I have now completed some tea swaps and I am so totally up for swapping! What a cool way to connect with fellow tea lovers and try some new teas. My tea cupboard on here is woefully out of date though.

Black tea has been my go to tea for some time. Oolongs are good too but mainly roasty oolongs. I’m finding that there are some green and white teas (mostly Moonlight Whites) that impress me lately which they never used to do. I am getting into and developing a taste for Pu-erh. I have tried raw and my Ulcerative Colitis just can’t handle the roughness of it. So I stick to ripe Puerh. I am recently drinking more herbal tea or Rooibos especially STRONG ginger blends. I’m not too picky.

Some of my favorite places from which to purchase tea are Whispering Pines Tea Co, Verdant, A Quarter to Tea, Beautiful Taiwan Tea Co, Bitterleaf Tea, and Yunnan Sourcing.

Rating system:
90-100: Some of the best I’ve ever had.
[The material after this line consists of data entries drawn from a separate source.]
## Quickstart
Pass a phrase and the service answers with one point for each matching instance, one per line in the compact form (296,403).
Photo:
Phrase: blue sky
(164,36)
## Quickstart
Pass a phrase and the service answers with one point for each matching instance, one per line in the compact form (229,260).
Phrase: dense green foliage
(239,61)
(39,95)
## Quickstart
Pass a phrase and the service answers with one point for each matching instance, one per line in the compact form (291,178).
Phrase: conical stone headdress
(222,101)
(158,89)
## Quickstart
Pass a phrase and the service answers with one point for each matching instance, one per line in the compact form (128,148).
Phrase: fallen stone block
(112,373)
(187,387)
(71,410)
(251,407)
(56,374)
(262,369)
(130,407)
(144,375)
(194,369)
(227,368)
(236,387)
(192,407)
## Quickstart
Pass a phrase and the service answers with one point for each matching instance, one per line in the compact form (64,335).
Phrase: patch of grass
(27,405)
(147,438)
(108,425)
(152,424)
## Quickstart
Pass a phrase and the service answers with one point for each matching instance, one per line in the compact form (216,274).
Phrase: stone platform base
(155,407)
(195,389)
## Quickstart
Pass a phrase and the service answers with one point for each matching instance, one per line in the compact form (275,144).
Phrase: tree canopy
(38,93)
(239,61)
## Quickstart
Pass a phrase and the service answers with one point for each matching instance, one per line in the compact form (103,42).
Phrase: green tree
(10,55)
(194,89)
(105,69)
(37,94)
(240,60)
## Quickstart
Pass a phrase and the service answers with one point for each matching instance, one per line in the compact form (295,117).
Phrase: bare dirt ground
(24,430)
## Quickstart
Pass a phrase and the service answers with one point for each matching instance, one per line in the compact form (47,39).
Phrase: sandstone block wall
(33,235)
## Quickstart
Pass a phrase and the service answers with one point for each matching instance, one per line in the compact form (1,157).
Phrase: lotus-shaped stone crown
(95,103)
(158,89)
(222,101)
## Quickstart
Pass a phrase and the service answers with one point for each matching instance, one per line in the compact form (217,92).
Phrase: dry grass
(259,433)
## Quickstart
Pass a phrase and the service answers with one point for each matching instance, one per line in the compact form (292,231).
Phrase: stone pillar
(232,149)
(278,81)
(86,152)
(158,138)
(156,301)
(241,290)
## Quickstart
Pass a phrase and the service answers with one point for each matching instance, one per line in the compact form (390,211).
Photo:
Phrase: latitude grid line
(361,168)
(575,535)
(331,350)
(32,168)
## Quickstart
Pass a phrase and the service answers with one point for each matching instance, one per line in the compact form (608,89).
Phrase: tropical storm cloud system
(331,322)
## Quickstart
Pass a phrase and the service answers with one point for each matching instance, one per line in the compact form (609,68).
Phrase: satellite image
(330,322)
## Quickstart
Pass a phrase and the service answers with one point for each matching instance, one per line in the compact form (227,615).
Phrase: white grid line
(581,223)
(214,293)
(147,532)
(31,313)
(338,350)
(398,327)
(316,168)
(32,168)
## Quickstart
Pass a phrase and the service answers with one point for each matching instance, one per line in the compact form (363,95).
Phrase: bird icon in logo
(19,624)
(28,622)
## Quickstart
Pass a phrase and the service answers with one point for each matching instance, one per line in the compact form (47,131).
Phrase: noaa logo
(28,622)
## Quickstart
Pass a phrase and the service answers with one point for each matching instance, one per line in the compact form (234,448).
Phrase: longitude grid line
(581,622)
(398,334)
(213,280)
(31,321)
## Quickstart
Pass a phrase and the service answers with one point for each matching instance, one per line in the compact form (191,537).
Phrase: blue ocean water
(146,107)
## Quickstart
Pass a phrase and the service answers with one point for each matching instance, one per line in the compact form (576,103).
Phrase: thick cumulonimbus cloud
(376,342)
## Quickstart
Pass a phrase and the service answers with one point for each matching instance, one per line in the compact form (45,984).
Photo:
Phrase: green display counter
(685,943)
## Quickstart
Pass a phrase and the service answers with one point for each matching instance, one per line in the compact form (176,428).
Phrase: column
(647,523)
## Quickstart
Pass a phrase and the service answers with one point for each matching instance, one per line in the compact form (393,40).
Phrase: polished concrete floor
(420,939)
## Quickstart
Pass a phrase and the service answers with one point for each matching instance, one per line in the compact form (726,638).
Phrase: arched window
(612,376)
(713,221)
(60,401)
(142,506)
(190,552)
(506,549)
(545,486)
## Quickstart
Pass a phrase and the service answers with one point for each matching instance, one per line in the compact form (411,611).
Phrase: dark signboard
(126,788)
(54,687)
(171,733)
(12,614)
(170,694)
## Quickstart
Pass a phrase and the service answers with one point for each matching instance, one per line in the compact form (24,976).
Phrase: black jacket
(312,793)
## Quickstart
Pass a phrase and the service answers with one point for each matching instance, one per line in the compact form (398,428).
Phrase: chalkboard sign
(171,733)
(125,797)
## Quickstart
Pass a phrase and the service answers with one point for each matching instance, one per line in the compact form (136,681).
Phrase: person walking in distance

I’d be a fool not to keep it stocked as often as possible
80-89: A damn good tea. Not to be missed
70-79: A good tea but lacks the wow factor. More than likely a simple tea that could be an every day option
60-69: Eh. This is okay. Not swill by any means but fairly underwhelming.
50-59: Not really doing it for me. I’ll finish it but please don’t bring me any more.